# Serbian Parliament NLP analysis

## Setup & Imports

In [None]:
# Imports
import json
import pandas as pd
import matplotlib.pyplot as plt
from wordcloud import WordCloud
from collections import Counter
import logging
from gensim import corpora, models
import stanza

In [None]:
# Logging
logging.basicConfig(level=logging.INFO)

In [None]:
# Stanza pipeline
nlp = stanza.Pipeline("sr", processors="tokenize,pos,lemma", use_gpu=False)

In [None]:
# Config
DATA_PATH = "/home/vuk/Documents/0 Data Science/parliament-nlp-analysis/data/speeches.json"
STOPWORDS_PATH = "/home/vuk/Documents/0 Data Science/parliament-nlp-analysis/stopwords_serbian.txt"
NUM_TOPICS = 5

## Data Loading

In [None]:
def load_data(path):
    try:
        with open(path, encoding="utf-8") as f:
            data = json.load(f)
        logging.info(f"Loaded {len(data)} records from {path}")
        return pd.DataFrame(data)
    except FileNotFoundError:
        logging.error(f"File not found: {path}")
        return pd.DataFrame()

In [None]:
def load_stopwords(path):
    with open(path, encoding="utf-8") as f:
        return set(line.strip().lower() for line in f if line.strip())

In [None]:
# Load
df = load_data(DATA_PATH)
stopwords = load_stopwords(STOPWORDS_PATH)

## Preprocessing

In [None]:
def tokenize_and_lemmatize(text, stopwords):
    doc = nlp(text)
    return [
        word.lemma.lower()
        for sent in doc.sentences
        for word in sent.words
        if word.lemma and word.lemma.lower() not in stopwords and len(word.lemma) > 3
    ]

In [None]:
# Basic Cleaning
df['speech'] = df['speech'].astype(str)
df['speaker'] = df['speaker'].astype(str)
df['speech_len'] = df['speech'].str.len()

In [None]:
# Tokenize and Clean
df['clean_tokens'] = df['speech'].apply(lambda x: tokenize_and_lemmatize(x, stopwords))
df['clean_text'] = df['clean_tokens'].apply(lambda tokens: ' '.join(tokens))

## Visualizations

In [None]:
def plot_wordcloud(frequencies, title='Most Common Non-Stop Words'):
    wordcloud = WordCloud(width=800, height=400, background_color="white").generate_from_frequencies(frequencies)
    plt.figure(figsize=(12, 6))
    plt.imshow(wordcloud, interpolation='bilinear')
    plt.axis('off')
    plt.title(title)
    plt.show()

In [None]:
def plot_histogram(data, title, xlabel, ylabel, bins=20, xlim=None):
    plt.figure(figsize=(8, 5))
    data.hist(bins=bins, color='skyblue')
    plt.title(title)
    plt.xlabel(xlabel)
    plt.ylabel(ylabel)
    if xlim:
        plt.xlim(*xlim)
    plt.grid(True)
    plt.show()

## WordCloud + Length Distribution

In [None]:
# Word Frequency
word_freq = Counter()
df['clean_tokens'].apply(lambda tokens: word_freq.update(tokens))

In [None]:
# Plot
plot_wordcloud(word_freq)
plot_histogram(df['speech_len'], 'Distribution of Speech Lengths', 'Speech Length (Characters)', 'Number of Speeches', xlim=(0, 30000))
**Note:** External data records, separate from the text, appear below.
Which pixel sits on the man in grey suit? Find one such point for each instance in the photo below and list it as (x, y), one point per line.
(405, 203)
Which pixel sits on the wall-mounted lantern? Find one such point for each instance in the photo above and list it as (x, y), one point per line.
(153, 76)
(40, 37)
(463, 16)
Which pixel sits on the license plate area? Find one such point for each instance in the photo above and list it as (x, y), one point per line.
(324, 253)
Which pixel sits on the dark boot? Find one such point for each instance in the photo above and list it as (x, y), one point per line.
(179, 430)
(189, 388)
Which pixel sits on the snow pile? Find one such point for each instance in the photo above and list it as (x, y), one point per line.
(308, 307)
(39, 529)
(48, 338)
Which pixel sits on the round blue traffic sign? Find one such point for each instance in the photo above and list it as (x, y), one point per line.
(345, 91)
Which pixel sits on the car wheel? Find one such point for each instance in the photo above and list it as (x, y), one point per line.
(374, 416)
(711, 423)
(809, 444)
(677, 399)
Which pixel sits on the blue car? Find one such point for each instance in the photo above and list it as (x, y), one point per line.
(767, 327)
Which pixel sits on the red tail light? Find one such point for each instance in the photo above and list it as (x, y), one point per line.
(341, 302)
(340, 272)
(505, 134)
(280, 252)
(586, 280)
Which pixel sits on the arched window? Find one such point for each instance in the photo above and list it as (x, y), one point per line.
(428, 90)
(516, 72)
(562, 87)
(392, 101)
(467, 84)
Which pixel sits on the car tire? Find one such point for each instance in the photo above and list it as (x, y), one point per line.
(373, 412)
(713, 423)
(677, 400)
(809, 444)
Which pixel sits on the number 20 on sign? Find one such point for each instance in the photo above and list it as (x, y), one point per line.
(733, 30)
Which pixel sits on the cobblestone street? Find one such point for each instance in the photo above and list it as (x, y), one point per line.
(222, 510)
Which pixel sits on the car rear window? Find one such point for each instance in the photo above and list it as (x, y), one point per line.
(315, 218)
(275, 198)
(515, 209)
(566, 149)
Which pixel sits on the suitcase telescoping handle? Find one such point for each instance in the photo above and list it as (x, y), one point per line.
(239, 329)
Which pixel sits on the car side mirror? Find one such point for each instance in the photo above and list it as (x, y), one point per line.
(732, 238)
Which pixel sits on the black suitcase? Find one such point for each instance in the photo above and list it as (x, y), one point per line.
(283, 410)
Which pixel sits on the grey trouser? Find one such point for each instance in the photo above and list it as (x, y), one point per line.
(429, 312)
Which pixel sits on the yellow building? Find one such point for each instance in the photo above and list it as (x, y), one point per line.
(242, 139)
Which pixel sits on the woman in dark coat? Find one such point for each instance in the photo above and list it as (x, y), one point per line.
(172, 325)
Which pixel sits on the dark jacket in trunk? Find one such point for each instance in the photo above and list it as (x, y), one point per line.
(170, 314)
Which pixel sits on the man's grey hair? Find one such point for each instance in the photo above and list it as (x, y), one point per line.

Speeches follow a typical power-law distribution — a few are very long, but most are short and to the point. You could use this to analyze verbosity by speaker or party.

## Topic Modeling

In [None]:
def topic_modeling(texts, num_topics=5):
    dictionary = corpora.Dictionary(texts)
    corpus = [dictionary.doc2bow(text) for text in texts]
    lda = models.LdaModel(corpus, num_topics=num_topics, id2word=dictionary, passes=10, random_state=42)
    return lda.print_topics(num_words=15)

In [None]:
# Topics
topics = topic_modeling(df['clean_tokens'].tolist(), NUM_TOPICS)
for i, topic in topics:
    print(f"Topic {i}: {topic}")

| Topic | Label                               |
| ----- | ----------------------------------- |
| 0     | General Discourse / Filler Topic    |
| 1     | Conversational Rhetoric             |
| 2     | Economy and Industry                |
| 3     | National Policy and Legal Framework |
| 4     | Legislative Procedures and Voting   |

## Sentiment Analysis

In [None]:
def simple_sentiment(tokens, pos_words, neg_words):
    pos = sum(1 for t in tokens if t in pos_words)
    neg = sum(1 for t in tokens if t in neg_words)
    return pos - neg

In [None]:
# Example lexicons
positive_words = {'добро', 'хвала', 'напредак', 'подржавам'}
negative_words = {'лоше', 'корупција', 'лаж', 'критика'}

df['sentiment'] = df['clean_tokens'].apply(lambda tokens: simple_sentiment(tokens, positive_words, negative_words))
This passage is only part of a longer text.